People are selfish, which is only to be expected. We see the world from our own perspective, after all, a point of view that makes the self-centered approach to life more sensible than any other. I periodically notice this sort of attitude in myself. I often fail to even fully understand the humanity of other people as I deal with them throughout the day. Since I look out at my environment from behind my own eyes, I tend not to even recognize that other people are doing the same, that behind their eyes lie personalities just as vibrant, thoughts just as complex, desires just as illogical, and emotions just as intense and hidden as my own. Sometimes, though, I do notice:

Mrs. Happy and I visited a local eatery last night. We sat and talked, unwinding from a day that was pretty tense for both of us, enjoying the food and each other's company. There came a lull in our conversation. Neither of us said a word for several minutes, then she looked at me and said, with a disgusted expression, "What is it with people wearing things across their butts?" I had no idea what she was talking about. Furthermore, the fact that I had no idea what she was talking about made me wonder whether a question that begins with the words "what is it with" really makes any sense at all. I was trying to decipher the meaning and hopefully the etymology of those four words when I responded by saying quite seriously, "I don't know. What. Is. It. With. That."

Neither of us knew what to say, so she said, "What is it, indeed… with that." We stared at each other for a beat, then burst out laughing. We kept laughing for a long while. When we both stopped, I looked across the table at her. She was still glowing from the laughter. And she was an individual, complete with a vibrant personality, complex thoughts, illogical desires, intense emotions, and an all-encompassing sense of being. Every day I tell her that she's beautiful and I love her.
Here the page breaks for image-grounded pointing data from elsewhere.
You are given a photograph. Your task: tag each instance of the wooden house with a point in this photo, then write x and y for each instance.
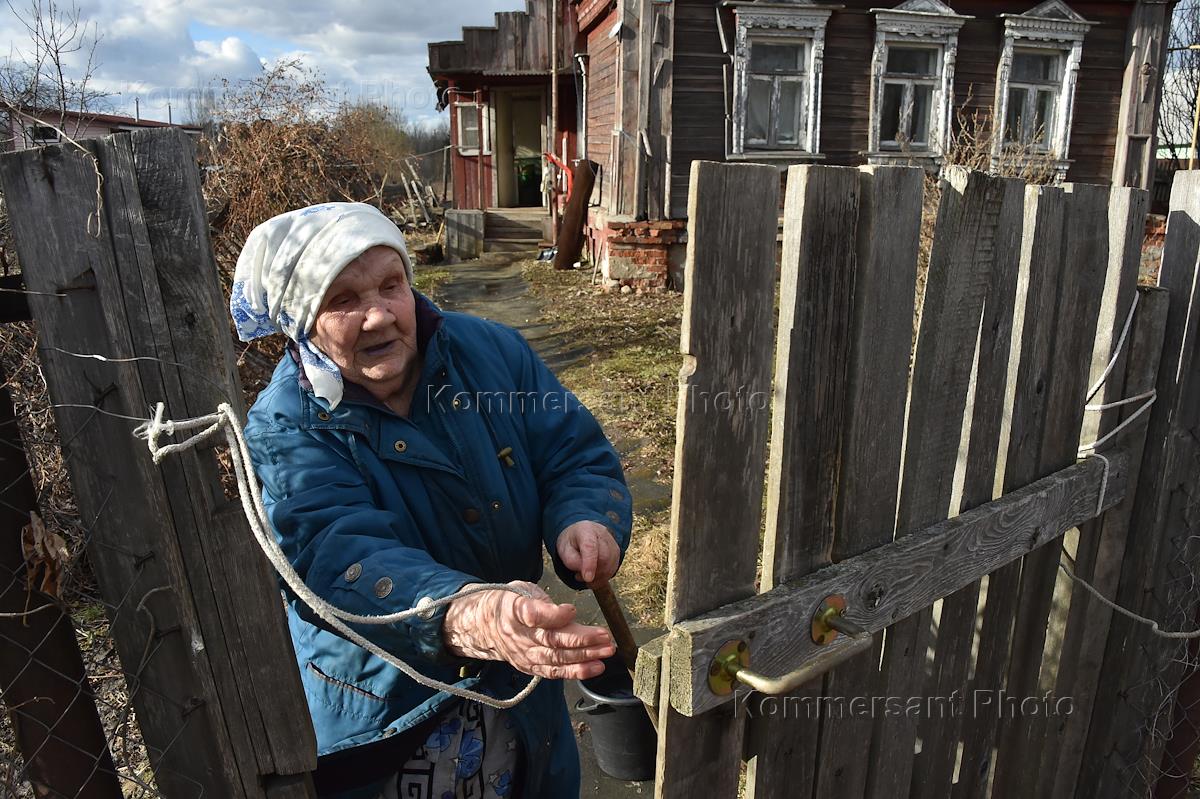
(647, 86)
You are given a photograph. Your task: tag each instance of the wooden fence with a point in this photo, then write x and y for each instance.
(114, 248)
(934, 488)
(933, 482)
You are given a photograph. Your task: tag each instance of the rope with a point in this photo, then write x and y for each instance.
(1089, 450)
(256, 514)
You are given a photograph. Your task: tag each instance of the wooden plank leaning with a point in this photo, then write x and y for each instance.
(934, 768)
(137, 562)
(1101, 542)
(1080, 292)
(1137, 674)
(963, 257)
(809, 419)
(217, 622)
(720, 446)
(892, 582)
(1041, 265)
(185, 293)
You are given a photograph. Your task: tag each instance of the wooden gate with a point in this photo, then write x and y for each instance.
(933, 484)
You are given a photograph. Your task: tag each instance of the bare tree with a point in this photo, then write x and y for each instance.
(1181, 84)
(51, 74)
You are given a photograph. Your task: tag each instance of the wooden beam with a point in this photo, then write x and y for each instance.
(721, 439)
(892, 582)
(1150, 24)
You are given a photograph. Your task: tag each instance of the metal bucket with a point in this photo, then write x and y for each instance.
(622, 734)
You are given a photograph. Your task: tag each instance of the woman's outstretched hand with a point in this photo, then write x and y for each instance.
(589, 551)
(535, 636)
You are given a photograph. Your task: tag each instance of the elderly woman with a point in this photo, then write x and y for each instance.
(406, 452)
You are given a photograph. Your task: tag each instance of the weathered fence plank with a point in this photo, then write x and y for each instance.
(184, 292)
(895, 581)
(808, 424)
(1085, 623)
(877, 383)
(1101, 553)
(961, 260)
(934, 768)
(721, 439)
(1041, 264)
(1135, 677)
(1079, 295)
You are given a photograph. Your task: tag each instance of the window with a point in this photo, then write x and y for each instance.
(777, 80)
(775, 108)
(1036, 82)
(468, 127)
(41, 134)
(912, 92)
(910, 84)
(1033, 88)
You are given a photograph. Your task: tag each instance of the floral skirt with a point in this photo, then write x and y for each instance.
(473, 754)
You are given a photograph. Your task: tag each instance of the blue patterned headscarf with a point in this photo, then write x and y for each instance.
(286, 268)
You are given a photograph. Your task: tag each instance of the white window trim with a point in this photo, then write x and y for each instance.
(485, 133)
(1055, 28)
(916, 23)
(786, 22)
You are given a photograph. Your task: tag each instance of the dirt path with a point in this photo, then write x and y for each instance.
(493, 288)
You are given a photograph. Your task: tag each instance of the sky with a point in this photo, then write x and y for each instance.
(162, 50)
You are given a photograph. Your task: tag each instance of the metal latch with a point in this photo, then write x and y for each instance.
(731, 665)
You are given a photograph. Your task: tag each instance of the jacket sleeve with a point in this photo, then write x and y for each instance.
(579, 473)
(351, 553)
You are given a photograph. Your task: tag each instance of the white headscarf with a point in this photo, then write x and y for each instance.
(286, 268)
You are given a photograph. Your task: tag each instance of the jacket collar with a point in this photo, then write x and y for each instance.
(429, 323)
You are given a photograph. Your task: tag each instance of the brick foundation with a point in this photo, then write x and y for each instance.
(645, 256)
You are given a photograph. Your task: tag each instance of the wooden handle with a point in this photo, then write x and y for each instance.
(621, 632)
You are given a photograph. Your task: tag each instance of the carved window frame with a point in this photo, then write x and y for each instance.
(915, 24)
(1055, 29)
(801, 23)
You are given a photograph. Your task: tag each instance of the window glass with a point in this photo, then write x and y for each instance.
(911, 60)
(468, 127)
(787, 130)
(889, 118)
(759, 110)
(775, 58)
(1014, 118)
(1035, 66)
(922, 108)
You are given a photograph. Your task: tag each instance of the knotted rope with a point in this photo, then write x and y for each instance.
(256, 514)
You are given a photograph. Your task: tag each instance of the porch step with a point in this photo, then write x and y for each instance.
(515, 224)
(511, 245)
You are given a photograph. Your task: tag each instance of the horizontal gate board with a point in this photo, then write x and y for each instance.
(892, 582)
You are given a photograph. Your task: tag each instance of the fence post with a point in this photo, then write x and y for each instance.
(1139, 679)
(199, 622)
(42, 678)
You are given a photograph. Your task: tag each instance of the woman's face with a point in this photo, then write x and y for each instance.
(367, 323)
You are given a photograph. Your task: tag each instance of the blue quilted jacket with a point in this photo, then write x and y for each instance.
(377, 511)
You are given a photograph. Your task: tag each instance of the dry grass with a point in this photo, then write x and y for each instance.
(630, 383)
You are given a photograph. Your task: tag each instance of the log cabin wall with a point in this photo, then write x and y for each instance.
(700, 95)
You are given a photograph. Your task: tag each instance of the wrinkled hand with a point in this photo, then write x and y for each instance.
(589, 551)
(534, 635)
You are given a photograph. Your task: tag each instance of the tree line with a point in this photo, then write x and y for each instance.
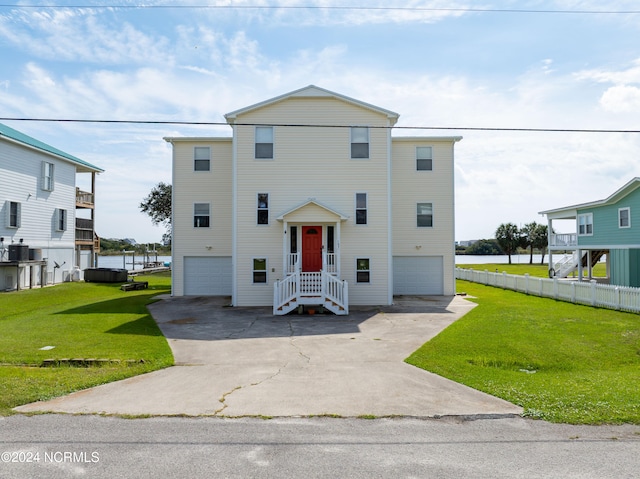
(509, 238)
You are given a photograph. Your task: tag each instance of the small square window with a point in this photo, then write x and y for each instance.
(259, 270)
(264, 142)
(624, 218)
(263, 208)
(201, 215)
(425, 215)
(202, 158)
(363, 272)
(424, 158)
(359, 142)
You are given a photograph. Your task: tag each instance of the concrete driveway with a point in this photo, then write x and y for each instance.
(247, 362)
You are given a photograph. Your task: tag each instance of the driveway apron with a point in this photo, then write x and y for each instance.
(246, 362)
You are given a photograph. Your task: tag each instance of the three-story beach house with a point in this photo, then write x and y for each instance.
(47, 228)
(311, 202)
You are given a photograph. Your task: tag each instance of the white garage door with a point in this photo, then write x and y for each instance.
(418, 275)
(206, 276)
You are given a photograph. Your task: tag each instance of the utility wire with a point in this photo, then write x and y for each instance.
(303, 125)
(328, 7)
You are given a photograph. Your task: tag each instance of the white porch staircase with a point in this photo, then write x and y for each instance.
(316, 288)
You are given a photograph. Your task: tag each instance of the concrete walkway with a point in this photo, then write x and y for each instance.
(247, 362)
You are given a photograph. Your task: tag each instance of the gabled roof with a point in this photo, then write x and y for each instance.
(15, 136)
(312, 91)
(627, 189)
(312, 201)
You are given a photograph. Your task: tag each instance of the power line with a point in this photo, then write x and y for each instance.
(303, 125)
(329, 7)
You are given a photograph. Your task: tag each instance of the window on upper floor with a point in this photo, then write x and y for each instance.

Every week I tell her that she's "such a person."

My periodic realization of individuality in other people always surprises me. My periodic recognition of my wife's humanity overwhelms me, and I thank God for that.


I told a bunch of people just yesterday that I usually update this blog by 7:00 p.m. Eastern time, and here I am already late. My excuse is that I had to play tennis with my wife before darkness fell. We played one set, which she won, of course. But I won two games and took a third to three deuces. I'm getting much better.